1903 | Telepathy | CP 7.630

I promised to show that a perceptual judgment is entirely unlike a percept. If it be true, as my analysis makes it to be, that a percept contains only two kinds of elements, those of firstness and those of secondness, then the great overshadowing point of difference is that the perceptual judgment professes to represent something, and thereby does represent something, whether truly or falsely. This is a very important difference, since the idea of representation is essentially what may be termed an element of “Thirdness,” that is, involves the idea of determining one thing to refer to another. [—] In a perceptual judgment the mind professes to tell the mind’s future self what the character of the present percept is. The percept, on the contrary, stands on its own legs and makes no professions of any kind.

1905 | Notes on Portions of Hume's "Treatise on Human Nature" | MS [R] 939:25-6

…I note a great difference between a “percept” and a “perceptual judgment”. The latter is a mental description of a percept, in language or other symbols. [—] But the elements of the perceptual judgments correspond to no separate elements of the percepts. The judgments “represent” the percepts only in the sense that the future self will interpret them as representing the percepts.That is why I call them symbols; for by a symbol I mean a sign which represents its object only by virtue of the fact that it will be interpreted as doing so.

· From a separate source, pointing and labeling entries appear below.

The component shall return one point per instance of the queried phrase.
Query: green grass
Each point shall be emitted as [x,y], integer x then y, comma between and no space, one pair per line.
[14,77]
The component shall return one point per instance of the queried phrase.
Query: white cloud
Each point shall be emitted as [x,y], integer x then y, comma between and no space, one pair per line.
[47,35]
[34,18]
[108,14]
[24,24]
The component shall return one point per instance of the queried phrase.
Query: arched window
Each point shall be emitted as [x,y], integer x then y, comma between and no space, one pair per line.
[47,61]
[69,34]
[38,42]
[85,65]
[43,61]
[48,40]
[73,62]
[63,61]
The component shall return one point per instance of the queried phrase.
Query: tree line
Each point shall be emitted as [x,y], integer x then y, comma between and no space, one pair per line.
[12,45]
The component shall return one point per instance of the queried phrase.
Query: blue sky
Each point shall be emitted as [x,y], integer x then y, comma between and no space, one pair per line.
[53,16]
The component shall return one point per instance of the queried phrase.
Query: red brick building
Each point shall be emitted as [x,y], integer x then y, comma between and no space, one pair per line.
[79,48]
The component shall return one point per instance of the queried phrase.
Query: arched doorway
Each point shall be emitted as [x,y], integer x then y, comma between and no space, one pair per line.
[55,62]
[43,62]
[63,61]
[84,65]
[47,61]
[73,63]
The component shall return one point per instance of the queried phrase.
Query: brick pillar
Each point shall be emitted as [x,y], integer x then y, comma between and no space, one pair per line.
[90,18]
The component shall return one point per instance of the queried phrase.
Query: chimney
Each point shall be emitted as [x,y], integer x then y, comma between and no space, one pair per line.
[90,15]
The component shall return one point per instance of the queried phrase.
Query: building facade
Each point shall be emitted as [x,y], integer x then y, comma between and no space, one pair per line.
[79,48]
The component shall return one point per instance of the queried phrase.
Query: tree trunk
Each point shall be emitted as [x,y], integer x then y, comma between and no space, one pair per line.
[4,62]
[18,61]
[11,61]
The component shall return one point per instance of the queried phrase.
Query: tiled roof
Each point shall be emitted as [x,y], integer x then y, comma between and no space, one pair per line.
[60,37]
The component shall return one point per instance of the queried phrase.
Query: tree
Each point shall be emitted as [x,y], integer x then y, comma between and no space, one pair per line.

1906 | Prolegomena to an Apology for Pragmaticism | CP 4.539

A fact of Immediate Perception is not a Percept, nor any part of a Percept; a Percept is a Seme, while a fact of Immediate Perception or rather the Perceptual Judgment of which such fact is the Immediate Interpretant, is a Pheme that is the direct Dynamical Interpretant of the Percept, and of which the Percept is the Dynamical Object, and is with some considerable difficulty (as the history of psychology shows), distinguished from the Immediate Object, though the distinction is highly significant.